O que se discute aqui, portanto, além do conceito, são as definições técnicas, que obviamente não são neutras. Expressarão, ao final,  as direções política e de poder vigente dentro deste processo. Como encontrar um equilíbrio que possa agradar gregos e troianos sobre temas complexos e conflitantes que atravessam as negociações desde o início?

Ao prepararem suas NDCs, os países devem garantir três aspectos fundamentais: transparência, claridade dos dados e compreensão. O problema que se apresenta é: qual o limite possível que apazigue os interesses dos países desenvolvidos em suas exigências mais restritivas e dos países em desenvolvimento em suas demandas por diferenciação, uma vez que existem responsabilidades comuns, porém que precisam ser diferenciadas, como determina a “Responsabilidades Comuns, Porém Diferenciadas” (CBDR na sigla em inglês)? Como compatibilizar os diferentes interesses de modo a gerar língua e dados comuns?

Para além dos aspectos acima levantados que estão orientando as discussões em Bonn, temos o eterno núcleo duro do debate, o financiamento. Como operacionalizar os requerimentos do Artigo 9.5 do Acordo de Paris, que diz que a cada dois anos os países desenvolvidos devem apresentar “indicativos qualitativos e quantitativos de informação” em relação ao financiamento público disponível aos países em desenvolvimento. Isso é especialmente importante para os países que sofrem o maior impacto do aquecimento global, como é o caso dos países africanos.

O que acaba se revelando nesse processo é que, enquanto o debate e as definições acontecem de forma lenta e gradual, no âmbito da COP, as desigualdades entre os países vão se ampliando. Os países ricos já estão implementando suas políticas de combate e desenvolvendo tecnologias compatíveis com as necessidades de suas populações e, em especial, favorecendo os interesses  das corporações. A existência de financiamento doméstico e decisão política vem colocando alguns países bem na frente não só na ambição, mas na implementação.
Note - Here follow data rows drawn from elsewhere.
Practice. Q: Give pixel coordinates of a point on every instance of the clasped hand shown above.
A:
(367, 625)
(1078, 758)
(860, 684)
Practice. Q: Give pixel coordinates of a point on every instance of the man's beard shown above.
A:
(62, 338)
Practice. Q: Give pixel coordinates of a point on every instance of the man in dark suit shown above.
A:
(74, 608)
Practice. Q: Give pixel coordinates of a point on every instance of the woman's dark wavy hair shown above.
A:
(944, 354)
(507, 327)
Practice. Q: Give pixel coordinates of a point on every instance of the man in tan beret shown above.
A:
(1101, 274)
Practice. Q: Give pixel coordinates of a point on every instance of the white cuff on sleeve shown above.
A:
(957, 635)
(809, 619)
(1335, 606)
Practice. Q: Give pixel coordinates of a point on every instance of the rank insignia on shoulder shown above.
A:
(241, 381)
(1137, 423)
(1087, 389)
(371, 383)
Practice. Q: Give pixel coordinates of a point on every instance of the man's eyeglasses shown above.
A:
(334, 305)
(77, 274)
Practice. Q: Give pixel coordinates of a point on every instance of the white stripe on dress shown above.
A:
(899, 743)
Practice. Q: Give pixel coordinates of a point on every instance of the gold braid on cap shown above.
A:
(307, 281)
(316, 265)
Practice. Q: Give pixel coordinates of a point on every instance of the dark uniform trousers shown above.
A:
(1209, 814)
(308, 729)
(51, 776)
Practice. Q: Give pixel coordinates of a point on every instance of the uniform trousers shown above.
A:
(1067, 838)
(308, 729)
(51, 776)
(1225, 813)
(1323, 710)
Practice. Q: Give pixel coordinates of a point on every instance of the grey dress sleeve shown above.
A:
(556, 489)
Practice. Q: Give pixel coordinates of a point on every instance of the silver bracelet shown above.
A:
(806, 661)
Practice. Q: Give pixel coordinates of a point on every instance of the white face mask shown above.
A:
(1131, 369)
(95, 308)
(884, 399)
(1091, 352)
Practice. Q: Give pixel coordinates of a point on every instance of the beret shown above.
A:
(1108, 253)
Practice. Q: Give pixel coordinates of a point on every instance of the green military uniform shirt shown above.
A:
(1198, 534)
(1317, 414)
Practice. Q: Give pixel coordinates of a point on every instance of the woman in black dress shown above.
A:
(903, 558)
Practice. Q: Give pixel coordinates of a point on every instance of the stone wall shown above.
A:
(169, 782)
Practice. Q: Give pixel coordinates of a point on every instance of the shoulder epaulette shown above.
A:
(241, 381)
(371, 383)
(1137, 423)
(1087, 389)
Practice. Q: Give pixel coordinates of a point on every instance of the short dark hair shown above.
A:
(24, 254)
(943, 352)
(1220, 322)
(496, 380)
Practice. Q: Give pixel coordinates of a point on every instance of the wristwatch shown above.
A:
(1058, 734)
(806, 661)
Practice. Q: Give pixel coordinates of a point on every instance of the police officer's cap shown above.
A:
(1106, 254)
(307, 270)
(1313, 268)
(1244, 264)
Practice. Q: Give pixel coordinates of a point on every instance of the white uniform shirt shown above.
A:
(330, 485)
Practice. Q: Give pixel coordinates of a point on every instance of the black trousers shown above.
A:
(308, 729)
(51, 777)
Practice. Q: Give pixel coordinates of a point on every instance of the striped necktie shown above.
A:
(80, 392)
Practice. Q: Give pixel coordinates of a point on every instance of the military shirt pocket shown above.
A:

Do outro lado, os países em desenvolvimento, a maioria deles enfrentando crises de legitimidade políticas e severas restrições econômicas devido a aplicação de planos de austeridade (recomendados pelas instituições financeiras multilaterais), acabam se distanciando e se fragilizando ainda mais. Fica então a pergunta, a quem serve a COP?



[1] Diz o Artigo 14 do AP: “Artigo 14 - 1.A Conferência das Partes na qualidade de reunião das Partes deste Acordo fará periodicamente uma avaliação da implementação deste Acordo para determinar o progresso coletivo na consecução do propósito deste Acordo e de seus objetivos de longo prazo (denominada “avaliação global"), a ser conduzida de uma maneira abrangente e facilitadora, examinando a mitigação, a adaptação e os meios de implementação e apoio, e à luz da equidade e do melhor conhecimento científico disponível.”